The XUL extension I miss most is Pentadactyl. Tridactyl is a pale imitation, and still immature. Qutebrowser has potential, but still lacks critical extensions like uMatrix and uBlock Origin.
(To clarify: it does have an adblocker, but it's quite basic, only based on a blacklist of hosts. You can also selectively enable JavaScript for individual domains, but not yet based on both webpage and its origin like with uMatrix)
Session Buddy and The Great Suspender. I have ~800 tabs open in Chrome right now on this PC. I haven't used Tree Style Tab, but Chrome's tab-shrinking is actually better for lots of tabs (up to a point) than Firefox's tab-scrolling. I have yet to try tab suspension extensions in Firefox, so there may be a workflow that works for me there (Chrome is not ideal).
My experience is exactly the opposite. Each time I'm past 200 tabs or something (i.e. all the time), Chrome's UI starts occasionally lagging and glitching, and I'm not even talking about memory usage (overall or even just parent process alone) and how it's affecting the operating system. Even with pre-Quantum Firefox I was always pushing limits much, much further.
However I'm avoiding media- and script-heavy websites as much as possible, and block a couple of ad networks solely because of the stress that rich media ads (videos flying all over iframes and whatnot) causes for the hardware I'm running the browser on. (I don't mind ads if they don't take 8 CPU cores to render, but they seem to be disappearing from the internet.)
That's weird. I currently have ~100 tabs open in Firefox (yes, on the same computer as 800 in Chrome), and it's fine. Back in 2008, I had ~800 tabs in Firefox on Linux for a project (with TabMixPlus); it was pretty slow and unstable, but it worked.
Lol, I usually organize tabs by location so pinning them (and minimizing their horizontal footprint) is good enough for me.
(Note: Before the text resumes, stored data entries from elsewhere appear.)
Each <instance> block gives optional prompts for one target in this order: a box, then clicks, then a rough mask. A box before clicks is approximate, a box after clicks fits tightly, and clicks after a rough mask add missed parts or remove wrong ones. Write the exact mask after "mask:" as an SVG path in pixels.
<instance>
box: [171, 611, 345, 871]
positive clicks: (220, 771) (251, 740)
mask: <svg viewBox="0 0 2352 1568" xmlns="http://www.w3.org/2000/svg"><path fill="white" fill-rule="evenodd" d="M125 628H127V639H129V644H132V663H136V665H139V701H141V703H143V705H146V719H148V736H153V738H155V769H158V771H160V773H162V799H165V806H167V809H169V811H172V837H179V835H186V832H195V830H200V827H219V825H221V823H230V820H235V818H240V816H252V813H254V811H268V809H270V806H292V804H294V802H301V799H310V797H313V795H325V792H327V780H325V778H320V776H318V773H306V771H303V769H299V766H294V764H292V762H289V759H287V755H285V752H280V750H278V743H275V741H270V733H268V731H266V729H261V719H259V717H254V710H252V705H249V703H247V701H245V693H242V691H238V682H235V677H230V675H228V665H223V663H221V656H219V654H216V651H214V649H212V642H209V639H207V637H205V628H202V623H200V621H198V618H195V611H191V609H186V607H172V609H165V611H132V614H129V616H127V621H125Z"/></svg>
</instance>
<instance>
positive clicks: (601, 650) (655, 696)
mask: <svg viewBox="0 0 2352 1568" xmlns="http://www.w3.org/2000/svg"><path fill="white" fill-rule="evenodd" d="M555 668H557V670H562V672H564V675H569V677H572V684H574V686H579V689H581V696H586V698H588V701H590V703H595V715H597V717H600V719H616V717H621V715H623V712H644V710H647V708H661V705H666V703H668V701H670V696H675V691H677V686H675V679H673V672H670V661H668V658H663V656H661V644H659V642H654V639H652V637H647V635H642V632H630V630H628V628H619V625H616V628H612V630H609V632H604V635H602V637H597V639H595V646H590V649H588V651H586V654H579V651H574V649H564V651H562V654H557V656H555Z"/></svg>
Further, I personally found that when I had a million tabs open, at least 50% of them were duplicates so I just started using tab deduping extensions to cull them.
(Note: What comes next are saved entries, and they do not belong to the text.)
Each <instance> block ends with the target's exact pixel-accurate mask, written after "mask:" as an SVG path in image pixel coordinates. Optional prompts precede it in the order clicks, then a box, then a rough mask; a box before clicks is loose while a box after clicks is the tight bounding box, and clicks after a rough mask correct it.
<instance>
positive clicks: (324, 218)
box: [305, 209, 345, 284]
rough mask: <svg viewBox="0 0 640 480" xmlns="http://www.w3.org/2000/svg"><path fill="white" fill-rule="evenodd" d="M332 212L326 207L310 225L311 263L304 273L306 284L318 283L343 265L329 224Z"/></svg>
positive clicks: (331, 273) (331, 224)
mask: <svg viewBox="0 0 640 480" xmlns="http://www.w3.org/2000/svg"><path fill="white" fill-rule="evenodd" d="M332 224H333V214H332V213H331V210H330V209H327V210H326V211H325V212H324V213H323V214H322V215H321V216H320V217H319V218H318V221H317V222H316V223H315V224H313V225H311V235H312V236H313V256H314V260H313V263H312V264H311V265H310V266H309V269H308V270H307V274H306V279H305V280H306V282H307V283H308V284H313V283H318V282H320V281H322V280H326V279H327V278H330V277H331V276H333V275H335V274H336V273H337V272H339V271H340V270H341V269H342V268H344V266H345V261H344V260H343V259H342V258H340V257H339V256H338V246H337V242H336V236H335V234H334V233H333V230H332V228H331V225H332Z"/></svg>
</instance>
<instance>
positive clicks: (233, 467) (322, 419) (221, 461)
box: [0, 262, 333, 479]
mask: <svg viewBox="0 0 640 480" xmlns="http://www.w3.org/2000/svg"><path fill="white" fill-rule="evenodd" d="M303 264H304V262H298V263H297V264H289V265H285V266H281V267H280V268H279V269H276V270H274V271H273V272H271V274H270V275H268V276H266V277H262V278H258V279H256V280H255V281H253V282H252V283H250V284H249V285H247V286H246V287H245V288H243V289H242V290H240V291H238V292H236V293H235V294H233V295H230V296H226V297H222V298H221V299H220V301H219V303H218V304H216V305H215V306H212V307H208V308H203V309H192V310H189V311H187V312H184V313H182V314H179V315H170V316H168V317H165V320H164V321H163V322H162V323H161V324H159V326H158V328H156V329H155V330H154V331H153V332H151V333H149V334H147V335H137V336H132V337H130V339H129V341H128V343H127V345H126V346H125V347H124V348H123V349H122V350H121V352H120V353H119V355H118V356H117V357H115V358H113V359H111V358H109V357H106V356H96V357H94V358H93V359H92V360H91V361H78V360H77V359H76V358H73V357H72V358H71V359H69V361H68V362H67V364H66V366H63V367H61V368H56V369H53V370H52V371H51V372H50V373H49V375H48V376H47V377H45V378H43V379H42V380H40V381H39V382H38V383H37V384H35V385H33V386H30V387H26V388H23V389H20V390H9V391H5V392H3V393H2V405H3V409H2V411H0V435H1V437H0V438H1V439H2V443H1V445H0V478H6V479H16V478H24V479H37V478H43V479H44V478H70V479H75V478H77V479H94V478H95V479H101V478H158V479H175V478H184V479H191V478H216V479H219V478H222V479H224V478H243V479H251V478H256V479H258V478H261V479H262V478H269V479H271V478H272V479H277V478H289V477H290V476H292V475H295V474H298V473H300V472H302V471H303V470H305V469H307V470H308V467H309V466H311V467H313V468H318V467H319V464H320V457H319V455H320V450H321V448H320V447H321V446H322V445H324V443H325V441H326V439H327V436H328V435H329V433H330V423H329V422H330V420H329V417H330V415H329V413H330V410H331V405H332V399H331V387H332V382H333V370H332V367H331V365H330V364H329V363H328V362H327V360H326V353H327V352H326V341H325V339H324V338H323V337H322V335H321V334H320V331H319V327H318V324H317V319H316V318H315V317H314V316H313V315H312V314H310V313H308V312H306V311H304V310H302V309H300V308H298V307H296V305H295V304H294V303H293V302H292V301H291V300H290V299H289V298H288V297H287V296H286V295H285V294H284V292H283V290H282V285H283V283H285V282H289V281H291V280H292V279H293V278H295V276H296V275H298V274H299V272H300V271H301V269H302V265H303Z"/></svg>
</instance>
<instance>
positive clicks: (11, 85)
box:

Not OP, but I currently have around 80 tabs open spread/organized over 6 different windows (and two different Chrome profiles). And a bunch more "snoozing" with OneTab.
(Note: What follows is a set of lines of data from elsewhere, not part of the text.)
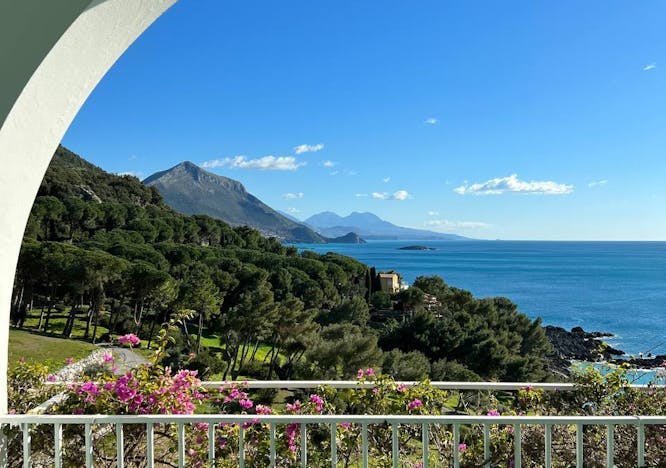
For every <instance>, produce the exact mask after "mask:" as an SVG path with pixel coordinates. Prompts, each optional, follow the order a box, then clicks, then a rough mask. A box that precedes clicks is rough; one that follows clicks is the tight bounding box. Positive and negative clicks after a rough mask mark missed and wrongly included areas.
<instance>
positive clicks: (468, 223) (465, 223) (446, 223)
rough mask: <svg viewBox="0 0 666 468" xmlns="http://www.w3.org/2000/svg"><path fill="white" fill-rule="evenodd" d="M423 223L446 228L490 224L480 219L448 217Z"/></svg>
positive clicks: (478, 227) (431, 226)
mask: <svg viewBox="0 0 666 468" xmlns="http://www.w3.org/2000/svg"><path fill="white" fill-rule="evenodd" d="M423 224H424V225H426V226H430V227H440V228H444V229H484V228H487V227H489V226H490V224H488V223H482V222H479V221H449V220H447V219H433V220H430V221H426V222H425V223H423Z"/></svg>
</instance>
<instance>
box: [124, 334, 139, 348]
mask: <svg viewBox="0 0 666 468" xmlns="http://www.w3.org/2000/svg"><path fill="white" fill-rule="evenodd" d="M118 343H120V344H122V345H124V344H129V345H130V346H136V345H138V344H139V343H141V340H140V339H139V337H138V336H136V335H135V334H134V333H128V334H127V335H123V336H119V337H118Z"/></svg>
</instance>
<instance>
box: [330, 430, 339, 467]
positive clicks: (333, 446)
mask: <svg viewBox="0 0 666 468" xmlns="http://www.w3.org/2000/svg"><path fill="white" fill-rule="evenodd" d="M337 466H338V425H337V424H336V423H331V468H336V467H337Z"/></svg>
Extensions get to modify the same about:config in FF as the firefox internal settings.
Some extensions dont work after a year of being undeveloped, because the API changes. Is this really a bad thing? Opensource software uses patching as a "heartbeat" to discern whether a project is still developed or not. Hackers find holes over time, and when devs no longer fill them, the project needs to be left for dead.
Why should browser addons be any different?
I guess its a different philosophy - if the devs leave a browser addon for dead, the users should too.
Once every couple of years, the API changes and cleans out dead addons. Im not sure this is often enough.
But the best addons stay. NoScript. Adblock Plus or uBlock Origin. httpsEverywhere. The best Canvas blockers. These stay up to date.
For #2, might be the same issue I posted about on HN a while back, particularly if you have a 13” MBP. I corresponded with Mozilla employees, but I still don’t think it has made much movement toward getting fixed.
1. The biggest thing keeping me tied to Chrome over any other browser is the extension support. Extensions are second class citizens in any other browser. This is partly because other browsers keep overhauling their systems and deprecating old software which discourages extension developers, and mainly because (as an extension developer) why would you code for browser X when you can get more users on browser Y?
2. Anecdotal evidence, but every time an update of Firefox (and most notably Quantum) is released people laud how fast it is. On my 2015 Macbook running Mac OS Firefox has never been faster. Maybe there are things behind the scenes such as caching playing a role, but web pages load slower, scrolling feels sluggish, videos drop frames and freeze or get out of sync. It isn't an enjoyable experience compared to Chrome or Safari.